The Scheme is concerned about any area of construction activity that may have a direct or indirect impact on the image of the industry. The main areas of concern fall into three categories: the general public, workforce and the environment.
The monitor said the New Wear Crossing site was “extremely clean, tidy and well organised” and that there were “robust environmental systems and procedures in place.”
He said: “The 100m high A-frame pylon looks impressive and sets the scene for the rest of the site.
“The procedures in place for keeping people informed are exceptional. Safety is given high priority and is supported by the inspection regime, training and consultations, all of which ensure the highest levels of safety performance.
“There is a long list of initiatives, including work placements, apprentices, teacher insight visits, careers in construction presentations and employability workshops – all of which demonstrate the exceptional lengths the site is going to to encourage new people into the industry.”
Leader of Sunderland City Council, Councillor Paul Watson, said he was delighted with the results and said the team effort, and partnership approach on site, was behind the success.
Farrans Construction and Victor Buyck Steel Construction, which formed FVB Joint Venture to deliver the project on behalf of Sunderland City Council, are working on site alongside a team from Atkins, which was brought in by the local authority to supervise the project on its behalf.
Cllr Watson said: “The results of this inspection are excellent, but having been to site on a number of occasions, I wouldn’t have expected anything less.
“The project teams are working hard to make sure that Sunderland’s new bridge is just as impressive as we intended it to be, and that the best interests of the city are met. The community engagement programmes are excellent.

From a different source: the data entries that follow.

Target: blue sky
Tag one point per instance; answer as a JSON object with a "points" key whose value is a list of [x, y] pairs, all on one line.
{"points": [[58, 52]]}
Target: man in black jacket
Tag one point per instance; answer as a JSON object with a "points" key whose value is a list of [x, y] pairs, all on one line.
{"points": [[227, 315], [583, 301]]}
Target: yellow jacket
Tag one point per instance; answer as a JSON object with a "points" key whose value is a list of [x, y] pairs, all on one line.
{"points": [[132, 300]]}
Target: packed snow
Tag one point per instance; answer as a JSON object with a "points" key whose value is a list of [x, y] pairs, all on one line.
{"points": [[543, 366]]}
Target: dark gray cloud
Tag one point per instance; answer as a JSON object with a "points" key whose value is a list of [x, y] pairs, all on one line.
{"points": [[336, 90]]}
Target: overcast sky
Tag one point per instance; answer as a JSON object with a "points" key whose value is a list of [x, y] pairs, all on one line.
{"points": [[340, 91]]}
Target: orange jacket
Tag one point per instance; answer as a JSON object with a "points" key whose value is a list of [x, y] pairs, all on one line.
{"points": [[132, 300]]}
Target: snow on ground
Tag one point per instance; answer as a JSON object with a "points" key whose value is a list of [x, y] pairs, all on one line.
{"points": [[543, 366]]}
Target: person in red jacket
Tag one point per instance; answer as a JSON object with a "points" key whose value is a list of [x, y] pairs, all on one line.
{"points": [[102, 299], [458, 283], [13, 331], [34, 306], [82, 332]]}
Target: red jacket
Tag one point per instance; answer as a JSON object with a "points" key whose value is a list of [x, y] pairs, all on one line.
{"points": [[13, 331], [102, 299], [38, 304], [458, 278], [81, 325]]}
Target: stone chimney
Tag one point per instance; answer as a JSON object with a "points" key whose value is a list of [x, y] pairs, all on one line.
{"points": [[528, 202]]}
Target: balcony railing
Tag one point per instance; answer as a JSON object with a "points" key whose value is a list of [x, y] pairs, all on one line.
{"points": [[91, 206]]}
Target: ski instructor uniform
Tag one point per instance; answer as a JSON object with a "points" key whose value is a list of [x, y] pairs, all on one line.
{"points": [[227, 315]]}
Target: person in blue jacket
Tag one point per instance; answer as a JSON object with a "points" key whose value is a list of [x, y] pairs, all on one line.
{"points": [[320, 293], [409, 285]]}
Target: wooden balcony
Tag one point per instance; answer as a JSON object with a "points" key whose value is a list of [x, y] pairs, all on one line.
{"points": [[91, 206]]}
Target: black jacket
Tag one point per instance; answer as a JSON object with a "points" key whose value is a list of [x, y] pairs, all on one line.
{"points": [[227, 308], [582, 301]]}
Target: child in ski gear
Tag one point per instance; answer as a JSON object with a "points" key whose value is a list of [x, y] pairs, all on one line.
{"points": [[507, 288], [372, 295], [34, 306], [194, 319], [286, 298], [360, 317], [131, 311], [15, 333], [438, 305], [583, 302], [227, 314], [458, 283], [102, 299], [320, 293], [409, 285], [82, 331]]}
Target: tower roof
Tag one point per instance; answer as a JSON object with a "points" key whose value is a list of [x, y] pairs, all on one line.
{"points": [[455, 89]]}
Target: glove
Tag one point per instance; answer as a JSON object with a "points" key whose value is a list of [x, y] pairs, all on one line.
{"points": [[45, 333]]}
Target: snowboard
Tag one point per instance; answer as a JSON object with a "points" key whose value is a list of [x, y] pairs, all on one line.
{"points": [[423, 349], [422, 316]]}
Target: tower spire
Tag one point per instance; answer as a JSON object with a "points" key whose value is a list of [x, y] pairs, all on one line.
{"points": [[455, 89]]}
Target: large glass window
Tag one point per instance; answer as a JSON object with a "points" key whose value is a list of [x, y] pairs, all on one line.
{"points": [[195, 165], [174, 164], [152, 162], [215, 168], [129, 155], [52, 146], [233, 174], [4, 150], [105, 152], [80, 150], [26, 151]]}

“I’ve not only been impressed with the progress on site, but the standards achieved too. We are two thirds of the way through and the project is running to time and budget, and we have experienced no major accidents. All of the major milestones have been successfully completed without any problems. When you look at the size of the project, that is a considerable feat.”
Work began on the New Wear Crossing in May 2015. It is phase two of the Sunderland Strategic Transport Corridor, which is a five-phase plan to improve links between the A19 and Sunderland City Centre and the Port of Sunderland.
When it opens in spring of next year, linking Pallion to the south of the river with Castletown to the north, it will enable land along the south bank of the river to be developed, helping to create up to 6,000 jobs, and will also reduce congestion in the city and improve journey times.
Stephen McCaffrey, Project Director for FVB, said: “The construction of the New Wear Crossing is the largest project in the North East and it is important to FVB and the delivery team that we are at the forefront of adopting and promoting best practices.
“We have built and improved on current practices and have adopted new initiatives in all five areas assessed by the Considerate Constructors Scheme.
“We understand that construction activities can cause disruption and we are ever conscious of the need to minimise this, be good neighbours and to look after the environment. We value our workforce and work hard to ensure their safety and welfare at all times.
“We’re very happy with the monitor’s comments and score, but it’s important to recognise the input of all involved. This has been achieved through the hard work and effort of everyone involved, particularly our community engagement teams.”
Jim Kilcar, Bridge Supervisor for Atkins, said: “A project of this size and complexity requires a lot of planning and detail, and throws up regular challenges, but the whole team is determined to not only deliver this new bridge on time, on budget and to a first class standard, but we also want to deliver best practice, be good neighbours and continue to improve and out-perform.
“Some of the initiatives on site, such as the work experience programme with Sunderland College, the employability workshops and teacher insight visits, offer something meaningful to people and will hopefully have a lasting legacy for Sunderland and its people.
“We believe the New Wear Crossing is more than just a bridge construction project – it is about what this bridge can do for Sunderland. It’s great to have the project recognised for exceptional work in achieving this goal.”